CODING SCHEMA FOR VERBALIZATION I • EXAMPLE I - Thinking Out Loud includes relating: • Intentions: goals, shall, will, must, have to • Cognitions: current attention situation, define, understand • Planning: If x than y • Evaluation: Yes, No, Damit, Fine • Changing conditions \ view of the problem
CODING SCHEMA FOR VERBALIZATION II • EXAMPLE II: • Surveying given information • Generating new information • Developing a hypothesis • Unsuccessful solutions • Self reference or criticism • Silence
PROTOCOL ANALYSIS OBSERVATIONS I • Verbalization occurs only 30% to 50% of the time. • Subjects cannot verbalize when: • Reading text • Doing intense cognitive activity • Making choices • Subjects have to slow down to verbalize • Subjects will tend to be more careful as a result of verbalization and observation
PROTOCOL ANALYSIS OBSERVATIONS II • Experts on a problem verbalize a lot more than non experts (double) • Experts have more difficulty verbalizing at a very detailed level with respect to the problem with which they are dealing with. • Experts usually spend more time in planning and in the restructuring of the problem.
INCREASING VERBALIZATION • 1. Hold back stimulus or encourage slowness. • 2. Segment stimulus (subtasks) • 3. Interrupt with pre-arranged signal or set point to pause • e.g. when you are ready to indicate an action, first explain what you think everything means on the screen.

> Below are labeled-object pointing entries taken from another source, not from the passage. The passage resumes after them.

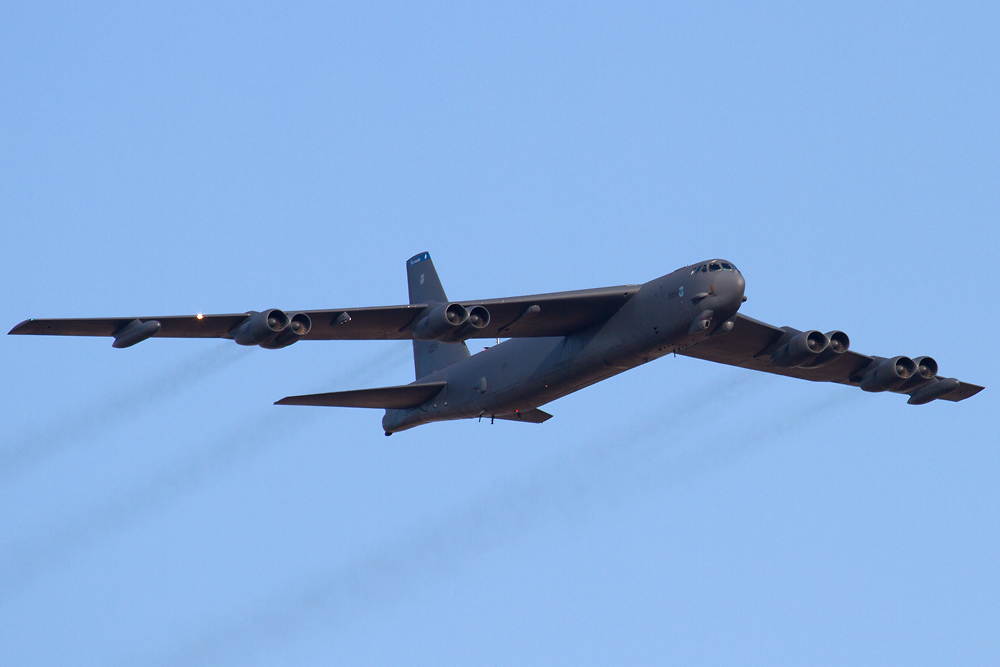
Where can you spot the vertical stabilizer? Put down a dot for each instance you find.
(425, 287)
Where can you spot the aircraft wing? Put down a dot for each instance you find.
(751, 343)
(554, 314)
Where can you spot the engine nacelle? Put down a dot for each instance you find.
(926, 371)
(478, 319)
(839, 343)
(802, 349)
(442, 321)
(298, 327)
(261, 328)
(889, 374)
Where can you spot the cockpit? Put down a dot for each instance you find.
(714, 265)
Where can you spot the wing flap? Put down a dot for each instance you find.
(534, 416)
(965, 390)
(174, 326)
(399, 397)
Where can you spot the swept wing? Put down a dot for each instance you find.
(751, 343)
(554, 314)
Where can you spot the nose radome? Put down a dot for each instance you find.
(729, 286)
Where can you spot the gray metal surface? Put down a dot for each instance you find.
(557, 344)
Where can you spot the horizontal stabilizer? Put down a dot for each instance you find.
(404, 396)
(535, 416)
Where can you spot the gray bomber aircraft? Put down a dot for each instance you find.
(558, 343)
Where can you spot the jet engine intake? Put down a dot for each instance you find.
(298, 327)
(441, 322)
(478, 319)
(802, 349)
(926, 370)
(839, 343)
(889, 374)
(260, 327)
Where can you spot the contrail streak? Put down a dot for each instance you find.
(38, 444)
(612, 469)
(24, 561)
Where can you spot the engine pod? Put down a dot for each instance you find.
(259, 328)
(298, 326)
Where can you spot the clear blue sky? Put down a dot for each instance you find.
(172, 158)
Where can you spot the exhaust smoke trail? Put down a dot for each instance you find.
(615, 468)
(38, 444)
(24, 562)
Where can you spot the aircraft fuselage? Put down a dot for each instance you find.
(520, 374)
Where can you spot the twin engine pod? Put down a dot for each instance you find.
(271, 329)
(903, 374)
(451, 323)
(811, 349)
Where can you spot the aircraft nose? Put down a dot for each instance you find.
(729, 286)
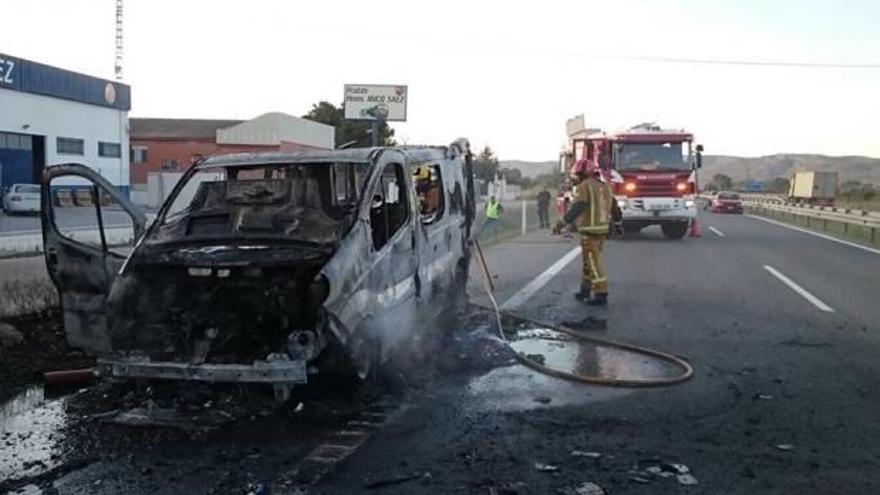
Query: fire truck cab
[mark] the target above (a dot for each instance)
(652, 172)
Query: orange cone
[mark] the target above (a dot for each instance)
(695, 228)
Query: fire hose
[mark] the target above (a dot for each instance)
(687, 370)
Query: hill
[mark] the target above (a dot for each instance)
(764, 168)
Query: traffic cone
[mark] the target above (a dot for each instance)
(695, 228)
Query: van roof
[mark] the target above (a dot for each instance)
(357, 155)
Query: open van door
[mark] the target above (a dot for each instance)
(89, 229)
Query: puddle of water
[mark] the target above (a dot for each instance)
(30, 433)
(520, 388)
(587, 359)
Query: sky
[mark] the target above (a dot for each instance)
(503, 74)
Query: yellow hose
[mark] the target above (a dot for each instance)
(687, 370)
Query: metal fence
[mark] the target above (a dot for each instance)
(860, 230)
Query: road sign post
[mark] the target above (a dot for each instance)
(377, 103)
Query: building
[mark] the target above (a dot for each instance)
(173, 145)
(50, 115)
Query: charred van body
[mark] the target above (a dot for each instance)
(266, 268)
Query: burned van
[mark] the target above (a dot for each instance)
(263, 268)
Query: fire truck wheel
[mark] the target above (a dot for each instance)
(629, 228)
(674, 230)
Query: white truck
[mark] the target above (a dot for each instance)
(813, 187)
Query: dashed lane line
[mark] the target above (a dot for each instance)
(540, 281)
(717, 232)
(800, 290)
(817, 234)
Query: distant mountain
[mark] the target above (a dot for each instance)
(529, 169)
(860, 168)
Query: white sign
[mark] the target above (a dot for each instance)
(375, 101)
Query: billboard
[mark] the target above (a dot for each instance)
(375, 101)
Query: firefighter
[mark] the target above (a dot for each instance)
(493, 211)
(591, 213)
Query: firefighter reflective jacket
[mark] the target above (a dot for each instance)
(493, 209)
(591, 211)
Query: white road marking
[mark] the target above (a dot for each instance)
(817, 234)
(540, 281)
(800, 290)
(717, 232)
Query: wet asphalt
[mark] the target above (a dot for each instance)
(783, 399)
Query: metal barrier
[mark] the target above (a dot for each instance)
(865, 231)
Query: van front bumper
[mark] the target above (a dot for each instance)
(274, 371)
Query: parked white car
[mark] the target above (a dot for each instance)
(22, 198)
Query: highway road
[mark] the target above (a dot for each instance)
(784, 399)
(782, 329)
(73, 218)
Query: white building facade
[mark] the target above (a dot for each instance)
(50, 116)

OBJECTIVES FOR INTERACTIVE SYSTEMS I • Determine their understanding of terms in the interface • Understand the cause of errors or misinterpretations • Determining missing functionality or user requirements
OBJECTIVES FOR INTERACTIVE SYSTEMS II • Determining reactions to and utility of features • Determine the utility of a metaphor for learning • Determining the utility of help and guidance
PROTOCOL ANALYSIS ADVANTAGES • A lot less effort than other approaches. • Can be done with prototype or mockup before any coding. • Learning how user approaches task • Finding major mistakes in design • Can learn attitude • Rapid feedback from small samples • Also useful for understanding user task
PROTOCOL ANALYSIS REQUIREMENTS • Subjects must be representative • Three subjects for each distinctive type of user and for each different set of tasks • Instructions simple • Observe only
PROTOCOL ANALYSIS QUESTIONS • Can ask/say: • Please explain your choice. • What are you thinking? • What does that term mean? • Should not ask: • Why did you do that? • What does “append” do? • Have physical signal for interrupt
PROTOCOL ANALYSIS: HOW TO I • A one page explanation to the subject • Set of written tasks in user terms • Subject should only spend 40-60 minutes. • Categorization scheme for recording • Tape record their verbalizations
PROTOCOL ANALYSIS HOW TO II • Retrospective questionnaire for end • Retention of major concepts • Perceived utility of features/functionality • Do not try to test everything • At least three subjects on same task • Be specific about user explaining choice they are about to make
UTILITY OF MOCK UP • Ease of understanding (current knowledge) • Ambiguity in terms • Confusion generation • Loss of continuity • Developing on line help • Marketing and acceptance
UTILITY OF WORKING SYSTEM • Ease of learning (new knowledge) • Error impact & Utility of feedback • Ease of exploration • Realistic task execution • Developing final user documentation • Utility of new features (beyond current system)
BASIC QUESTIONS I • Do the terms used on the screen mean to the subject what the designer thought they would mean? • Do the alternatives presented at that point in the interaction include what the subject wishes to do? • Is the help material or the system messages understandable or relevant to the needs of the user?
BASIC QUESTIONS II • Does the subject have difficulty locating or perceiving things on the particular screen? • Does the subject utilize the sequences of operations that the designer expected to be utilized in accomplishing a given task? • Can the user utilize the interface metaphor for learning the system? • What type of errors is the user making and why?